Blair Sandburg raised his arms high enough to be seen through the back window of his ancient Volvo and waved them madly in what he thought was a clear indication to go around. Evidently no one understood him, however, since for the last 45 minutes people had come up behind him and parked in line waiting for the red light and then cursed him out as he failed to go when the light turned green. Eventually they would get the idea and, swearing some more, merge into the next lane and go around.

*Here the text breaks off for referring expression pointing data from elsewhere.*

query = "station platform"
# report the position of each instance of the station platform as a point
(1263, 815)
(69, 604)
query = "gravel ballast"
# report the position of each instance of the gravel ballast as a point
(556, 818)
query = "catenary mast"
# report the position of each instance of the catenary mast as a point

It would have helped if he had had his hazard lights on; but for some weird reason, when your alternator quits and kills your battery and your car, it takes all its electric functions, like lights, with it. It also would have helped if he had a cell phone along, but his was sitting on his desk at the university, charging. Stuck in traffic with a dead car and no way to call for help, life just didn't get any better than this, he thought, waving at the person who was gesturing rudely at him.

Fortunately, he didn't need a phone to call for help, not with his best friend and roommate on the job. It would only be a matter of time before Jim would come and rescue his sorry butt, lecturing him the whole time about forgetting his cell phone; but at least, Blair grinned, he could say it was charged.

The smiled on the graduate student's face broadened as a familiar blue and white Ford pick up drew up behind him. The truck did not get waved away.

A tall, brown haired man exited the truck, which had police lights flashing to warn people to go around, walked up to the driver's door. "I take it your classic died, Chief?"

"Yeah, it's really sucked out here, man," Blair answered, giving his friend and partner, Detective Jim Ellison, an apologetic smile.

"I'll push, you steer, we'll get the wreck in that parking lot," the taller man said, indicating a lot on the right.

"It's a classic, Jim, it's just having a bad morning," Blair retorted, both men smiling at the good-natured bantering they exchanged about their vehicles.

"When my classic and I have to come and do roadside assistance, than it's a wreck," Jim answered back, lightly cuffing his friend as he went to the back of the car and start pushing.

Five minutes later the dead car was safely in the lot, and Jim's mechanic had been called to come and tow it in for servicing.

Jim pulled up his truck and Blair scrambled into his seat. Other people borrowed Jim's passenger seat on occasion but everyone knew it was Blair's.

"Thanks for coming, Jim," Blair smiled as he fastened his seat belt, one ride with Jim was enough to teach people to buckle up if Ellison was at the wheel.

"When you were half an hour late at the station and I hadn't heard form you I figured you were stranded somewhere between the station and the university, so I went for a drive," Jim smiled.

"So, you're saying whenever I'm gone too long you'll come and find me?" Blair asked, looking over at his friend.

"Always," Jim promised.

Blair looked over at his friend again. Blair may have been the one who said it was all about friendship, but Jim was the one who made it a way of life.